If the point of the setting is not about the logging of transaction, but about the actual settling / validating of them, there are some other questions:
Why does the node attempt to validate the same transaction multiple times (logically resulting in everything after the first time failing)
What is the added value of a node with “TraceMempool” off, if it results in it no longer validating the transactions? Is it enough to do this only on BP-Nodes? What is the effect on the network if we would turn this trace off on all relays?
I think the link from my previous reply give the answer for your first point.
For the second point, all the Trace are used to log what’s happening on your relays/block-producer. Turning them on/off only affect the informations you want to display or save in text file.
This doesn’t affect the core behaviour of the node.
I only turned it ON on the Block-producer and was able to create blocks.
I see what you are saying, but as I mentioned in my previous message, it is hard for me to believe that just the logging of ~10k lines will cost ~35% of my CPU capacity (that would be some crappy coding if it does)… so there must be more going on! I simply want to understand what that is, and what the effect is of turning it off, not just for my BPnode, but for the network as a whole.

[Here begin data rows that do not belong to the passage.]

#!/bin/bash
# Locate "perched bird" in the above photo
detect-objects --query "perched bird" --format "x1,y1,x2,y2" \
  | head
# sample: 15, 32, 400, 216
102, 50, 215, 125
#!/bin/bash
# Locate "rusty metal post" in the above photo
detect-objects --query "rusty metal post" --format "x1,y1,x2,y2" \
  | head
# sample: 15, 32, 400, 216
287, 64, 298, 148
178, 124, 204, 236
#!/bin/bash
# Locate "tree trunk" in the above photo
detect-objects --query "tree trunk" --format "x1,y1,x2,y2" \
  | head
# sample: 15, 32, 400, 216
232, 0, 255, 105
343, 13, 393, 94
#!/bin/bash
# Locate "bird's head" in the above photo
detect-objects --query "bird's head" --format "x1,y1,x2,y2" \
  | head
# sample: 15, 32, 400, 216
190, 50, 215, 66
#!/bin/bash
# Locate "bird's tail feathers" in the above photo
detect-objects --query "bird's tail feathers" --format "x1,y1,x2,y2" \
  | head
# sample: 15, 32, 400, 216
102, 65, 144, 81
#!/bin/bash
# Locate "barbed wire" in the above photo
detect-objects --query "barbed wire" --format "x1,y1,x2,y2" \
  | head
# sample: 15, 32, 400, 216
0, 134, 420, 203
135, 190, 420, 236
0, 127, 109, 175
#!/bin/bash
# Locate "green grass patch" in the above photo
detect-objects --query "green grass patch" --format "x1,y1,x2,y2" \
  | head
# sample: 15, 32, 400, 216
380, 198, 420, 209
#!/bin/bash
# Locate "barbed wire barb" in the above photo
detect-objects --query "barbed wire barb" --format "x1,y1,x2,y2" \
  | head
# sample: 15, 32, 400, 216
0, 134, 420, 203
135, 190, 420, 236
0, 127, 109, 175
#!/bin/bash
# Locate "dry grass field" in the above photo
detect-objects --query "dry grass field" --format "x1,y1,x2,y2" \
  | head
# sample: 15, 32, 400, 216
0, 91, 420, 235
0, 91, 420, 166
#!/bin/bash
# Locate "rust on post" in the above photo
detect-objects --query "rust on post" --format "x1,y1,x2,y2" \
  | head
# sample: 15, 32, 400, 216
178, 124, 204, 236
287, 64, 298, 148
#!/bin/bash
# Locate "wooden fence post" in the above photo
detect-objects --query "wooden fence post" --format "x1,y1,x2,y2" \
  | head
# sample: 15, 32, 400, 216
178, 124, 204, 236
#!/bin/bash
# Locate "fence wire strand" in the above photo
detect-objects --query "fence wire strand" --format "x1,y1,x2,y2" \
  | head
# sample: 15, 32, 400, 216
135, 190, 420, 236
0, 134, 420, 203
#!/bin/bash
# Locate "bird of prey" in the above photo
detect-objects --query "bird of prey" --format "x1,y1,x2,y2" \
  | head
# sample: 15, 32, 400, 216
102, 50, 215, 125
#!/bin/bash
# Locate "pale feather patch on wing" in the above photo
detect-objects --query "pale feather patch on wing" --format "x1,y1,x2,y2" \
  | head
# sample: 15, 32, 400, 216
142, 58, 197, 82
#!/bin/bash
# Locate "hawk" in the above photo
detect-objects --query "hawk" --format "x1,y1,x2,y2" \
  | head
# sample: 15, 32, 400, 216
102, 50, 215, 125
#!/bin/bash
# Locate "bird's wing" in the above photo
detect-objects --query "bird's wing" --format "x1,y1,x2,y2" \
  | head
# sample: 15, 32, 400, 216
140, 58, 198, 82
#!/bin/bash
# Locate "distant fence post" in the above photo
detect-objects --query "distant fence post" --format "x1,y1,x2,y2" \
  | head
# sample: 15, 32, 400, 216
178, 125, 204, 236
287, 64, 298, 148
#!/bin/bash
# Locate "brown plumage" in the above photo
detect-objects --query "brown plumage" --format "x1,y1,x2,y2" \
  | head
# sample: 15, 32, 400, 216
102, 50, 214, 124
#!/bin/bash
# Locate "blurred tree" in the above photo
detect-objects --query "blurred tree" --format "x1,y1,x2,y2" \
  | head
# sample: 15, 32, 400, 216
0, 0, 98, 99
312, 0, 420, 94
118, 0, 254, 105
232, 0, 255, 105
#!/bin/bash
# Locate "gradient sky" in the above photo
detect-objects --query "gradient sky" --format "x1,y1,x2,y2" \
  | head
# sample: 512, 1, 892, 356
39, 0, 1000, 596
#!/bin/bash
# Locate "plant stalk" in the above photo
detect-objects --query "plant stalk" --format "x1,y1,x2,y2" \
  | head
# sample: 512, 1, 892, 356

It’s just that enabling tracing of mempool data implies creating a log entry detailing the problem listing the utxo involved in a very inefficient way, this was fix for Shelley in this PR but removed when they switched to the Mary era…
It’s very good replies for me. But I think can’t check the tx is meaning of I don’t know my pool status. So I changed 1 relay config. We need to trace that issue.